Important officials insisted that there was a connection between religion and freedom.
Gov. Huntingdon of Conn.: “While the great body of freeholders are acquainted with the duties which they owe to their God, to themselves, and to men, they will remain free. But if ignorance and depravity should prevail, they will inevitably lead to slavery and ruin.”
Important officials insisted that there was a connection between religion and freedom.
President Washington's Farewell Address to Congress: “Of all the dispositions and habits which lead to political prosperity, religion and morality are indispensable supports.... And let us with caution indulge the supposition that morality can be maintained without religion.... [R]eason and experience both forbid us to expect that national morality can prevail in exclusion of religious principle.”
Why does the U.S. Constitution seem to take a different approach than the state constitutions? There is nothing explicitly Christian in it; Not even a mention of God, Creator, etc. Did Americans suddenly lose their faith between 1776 and 1789? Some argue that Christianity was on the decline, and Deism or skepticism on the rise. Perhaps true, but you would not know it from how the First Congress after the Constitution operated. It appointed chaplains to open each day in prayer.
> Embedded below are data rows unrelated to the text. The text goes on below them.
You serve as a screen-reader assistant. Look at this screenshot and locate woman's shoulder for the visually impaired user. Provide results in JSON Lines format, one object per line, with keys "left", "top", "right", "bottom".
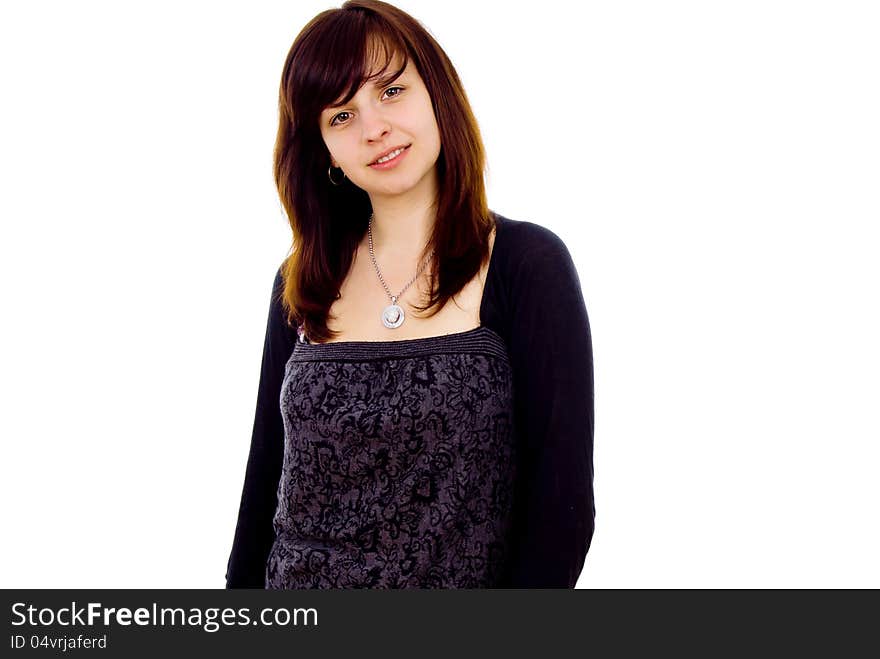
{"left": 488, "top": 211, "right": 589, "bottom": 342}
{"left": 491, "top": 211, "right": 576, "bottom": 271}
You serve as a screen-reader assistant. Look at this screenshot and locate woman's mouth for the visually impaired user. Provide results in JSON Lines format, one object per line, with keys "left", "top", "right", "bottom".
{"left": 369, "top": 145, "right": 411, "bottom": 170}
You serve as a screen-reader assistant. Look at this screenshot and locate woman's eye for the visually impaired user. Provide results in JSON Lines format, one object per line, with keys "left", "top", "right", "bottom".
{"left": 330, "top": 111, "right": 351, "bottom": 126}
{"left": 329, "top": 87, "right": 404, "bottom": 126}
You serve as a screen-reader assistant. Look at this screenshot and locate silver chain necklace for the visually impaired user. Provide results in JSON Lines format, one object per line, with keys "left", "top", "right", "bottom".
{"left": 368, "top": 213, "right": 435, "bottom": 329}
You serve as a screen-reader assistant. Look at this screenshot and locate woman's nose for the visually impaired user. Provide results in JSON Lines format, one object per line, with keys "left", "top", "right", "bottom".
{"left": 361, "top": 107, "right": 391, "bottom": 142}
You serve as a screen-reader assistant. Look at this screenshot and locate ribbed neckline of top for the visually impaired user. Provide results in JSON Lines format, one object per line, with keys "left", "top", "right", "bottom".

Presidents Jefferson and Madison allowed government buildings to be used for church services, even though Jefferson was derided by his opponents as an atheist. Both Jefferson and Madison, along with most of Congress, regularly attended church services in the Hall of Representatives in D.C.
Congress directed that one section (a square mile) of each Ohio township would be reserved for support of the township's churches, whatever church a majority of the township picked.
Ben Franklin's observations about America are especially surprising considering his own not very devout behavior: “Atheism is unknown there; and infidelity rare and secret; so that persons may live to a great age in that country without having their piety shocked by meeting with either an atheist or an infidel.”
Establishment of Churches
The idea that the state should establish a particular denomination was declining. Baptists and Presbyterians in Virginia objected to taxes used to support the Anglican Church' Baptists in Connecticut objected to taxes funding the Congregational Church. Increasingly, there is a feeling that the state governments should not give special favors to any particular denomination.
Supreme Court Justice Joseph Story in 1833 explained the purpose of the “no establishment” clause in the First Amendment:
The real object of the amendment was not to countenance, much less to advance, Mahometanism, or Judaism, or infidelity, by prostrating Christianity; but to exclude all rivalry among Christian sects, and to prevent any national ecclesiastical establishment which should give to a hierarchy the exclusive patronage of the national government. -- Joseph Story, Commentaries on the Constitution 3:1688
A national establishment of religion would have been a source of continual political conflict, because no single Protestant denomination was even close to a majority. The idea that the government needed to be neutral with respect to religion vs. atheism — or even Christianity vs. other religions — would have caused some serious head scratching among the Revolution's leaders.